Critics question NTIS closure

Various government and industry experts fear the Commerce Department's plan to close an agency that collects and sells federal information to the public could make it more difficult for the public to find government documents.

Various government and industry experts fear the Commerce Department's plan to close an agency that collects and sells federal information to the public could make it more difficult for the public to find government documents.

The Commerce Department decided last month that it would close the National Technical Information Service because its core function of selling government information is no longer needed because many agencies offer the same documents to the public for free on federal World Wide Web sites.

NTIS collects, archives and sells scientific, technical, engineering and related business information produced by or for the government. NTIS is required by law to cover all its expenses through the sale of the information. But in the past two years, NTIS has lost millions of dollars, using nearly all of its earnings to stay afloat, said Robert Mallett, deputy secretary of Commerce, at a hearing held by the House Science Committee's Technology Subcommittee. Because Congress does not plan to give NTIS the requested $2 million in funding for fiscal 2000, Commerce had no choice but to close the agency, he said.

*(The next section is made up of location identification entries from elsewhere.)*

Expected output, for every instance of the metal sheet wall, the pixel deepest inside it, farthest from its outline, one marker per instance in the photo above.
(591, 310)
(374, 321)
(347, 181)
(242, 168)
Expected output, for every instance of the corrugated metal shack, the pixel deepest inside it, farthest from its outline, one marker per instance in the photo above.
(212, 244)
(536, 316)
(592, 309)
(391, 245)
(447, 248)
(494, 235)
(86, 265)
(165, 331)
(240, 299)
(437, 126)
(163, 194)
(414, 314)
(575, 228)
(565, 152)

Commerce's proposal includes transferring NTIS' paper, microfiche and digital collection and bibliographic database to the Library of Congress. Current and future government technical reports would be electronically sent to the library for archiving. In addition, Commerce is working to ensure that government agencies post their technical and business reports on the Internet for long periods.

However, Michael DiMario, public printer at the Government Printing Office, thinks closing NTIS could make it more challenging for the public to find government documents. "Currently, there are 4,200 Web sites in the federal government, and that number is growing," he said. "We need some organized activity to allow the public to get access to that information. [There's] no central mechanism to force agencies to put [documents] into the system. We need some policy structure that is established."

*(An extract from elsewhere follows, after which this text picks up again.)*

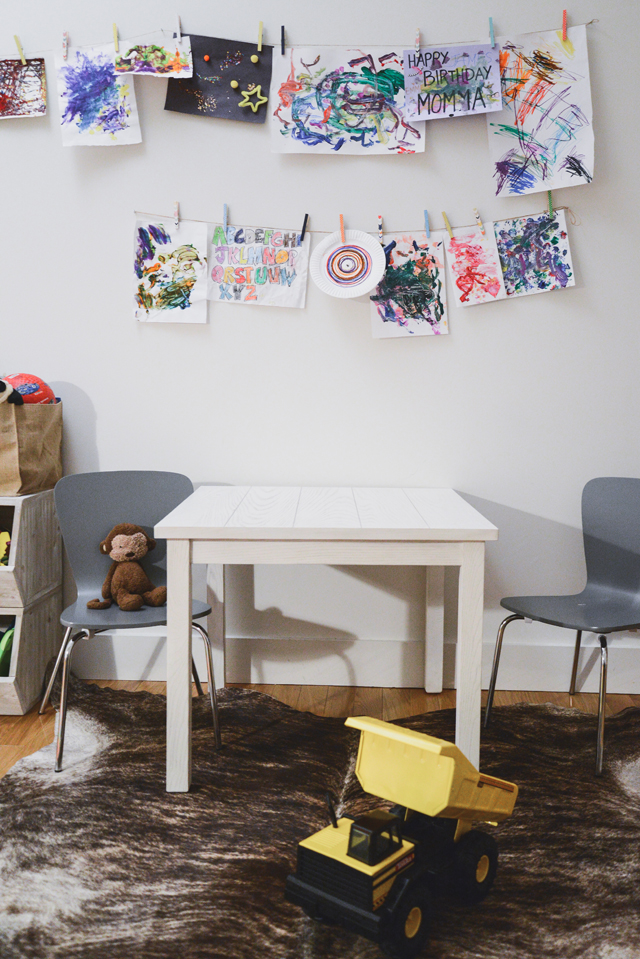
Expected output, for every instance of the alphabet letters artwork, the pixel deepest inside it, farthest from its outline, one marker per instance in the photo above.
(258, 266)
(452, 81)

Simply telling agencies to post documents to the Web is not enough, said Ken Allen, chairman of the NTIS advisory board. Besides "not everyone wants or has access to the Internet," he said at the hearing.

Rep. Tom Davis (R-Va.) said about two-thirds of NTIS documents requested by the public are three years old and not available on the Internet. He also questioned whether closing NTIS makes sense at all. "If these functions are transferred to another agency...are we saving money or just transferring costs?" he asked.

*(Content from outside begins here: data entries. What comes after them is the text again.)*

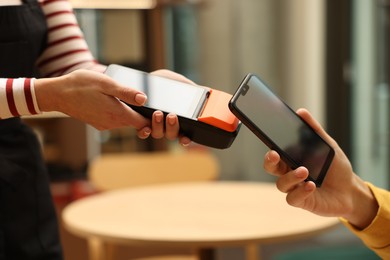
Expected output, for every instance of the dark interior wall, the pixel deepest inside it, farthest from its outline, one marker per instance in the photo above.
(337, 75)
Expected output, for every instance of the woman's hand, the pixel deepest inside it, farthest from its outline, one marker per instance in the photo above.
(342, 194)
(94, 98)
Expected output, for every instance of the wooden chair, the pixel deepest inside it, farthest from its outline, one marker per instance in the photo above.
(116, 171)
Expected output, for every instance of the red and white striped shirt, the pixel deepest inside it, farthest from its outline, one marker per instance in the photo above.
(66, 51)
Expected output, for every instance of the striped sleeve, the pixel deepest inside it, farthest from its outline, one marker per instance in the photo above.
(17, 98)
(67, 49)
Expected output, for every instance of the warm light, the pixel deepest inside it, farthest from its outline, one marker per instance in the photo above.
(114, 4)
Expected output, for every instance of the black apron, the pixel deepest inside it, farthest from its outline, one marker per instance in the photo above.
(28, 224)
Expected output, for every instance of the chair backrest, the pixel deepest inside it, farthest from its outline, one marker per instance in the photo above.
(114, 171)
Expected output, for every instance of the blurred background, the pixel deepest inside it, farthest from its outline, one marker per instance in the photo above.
(330, 56)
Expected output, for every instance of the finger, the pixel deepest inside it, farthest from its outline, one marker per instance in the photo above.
(144, 133)
(273, 164)
(126, 116)
(308, 118)
(171, 127)
(157, 125)
(291, 179)
(299, 196)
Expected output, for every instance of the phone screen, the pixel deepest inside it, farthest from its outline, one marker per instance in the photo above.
(163, 94)
(280, 128)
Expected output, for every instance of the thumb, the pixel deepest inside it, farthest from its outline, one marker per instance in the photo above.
(126, 94)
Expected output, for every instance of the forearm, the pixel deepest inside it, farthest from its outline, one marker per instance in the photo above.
(17, 97)
(364, 204)
(376, 234)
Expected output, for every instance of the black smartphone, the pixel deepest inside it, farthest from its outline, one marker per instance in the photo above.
(203, 113)
(280, 128)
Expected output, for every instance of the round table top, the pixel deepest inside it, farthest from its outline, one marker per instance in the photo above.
(198, 214)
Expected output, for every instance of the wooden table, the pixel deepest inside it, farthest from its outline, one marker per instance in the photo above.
(200, 216)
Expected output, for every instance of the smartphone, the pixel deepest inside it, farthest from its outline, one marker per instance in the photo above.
(203, 113)
(280, 128)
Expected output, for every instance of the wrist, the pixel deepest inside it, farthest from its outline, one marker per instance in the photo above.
(45, 92)
(364, 205)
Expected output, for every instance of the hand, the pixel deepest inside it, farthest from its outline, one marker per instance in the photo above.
(342, 194)
(94, 98)
(171, 122)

It is essential that NTIS' basic functions and services continue whether it is at NTIS or another government organization, said Caroline Long, associate university librarian for collection services at the Gelman Library at George Washington University. She called for a thorough study before any final decision is made.

"Government information can be difficult to identify and locate," Long said in her testimony. "NTIS makes available much of the scientific and technical research from hundreds of separate federal departments, agencies and offices. Without this service...our country would waste millions of dollars on repetitive research and development."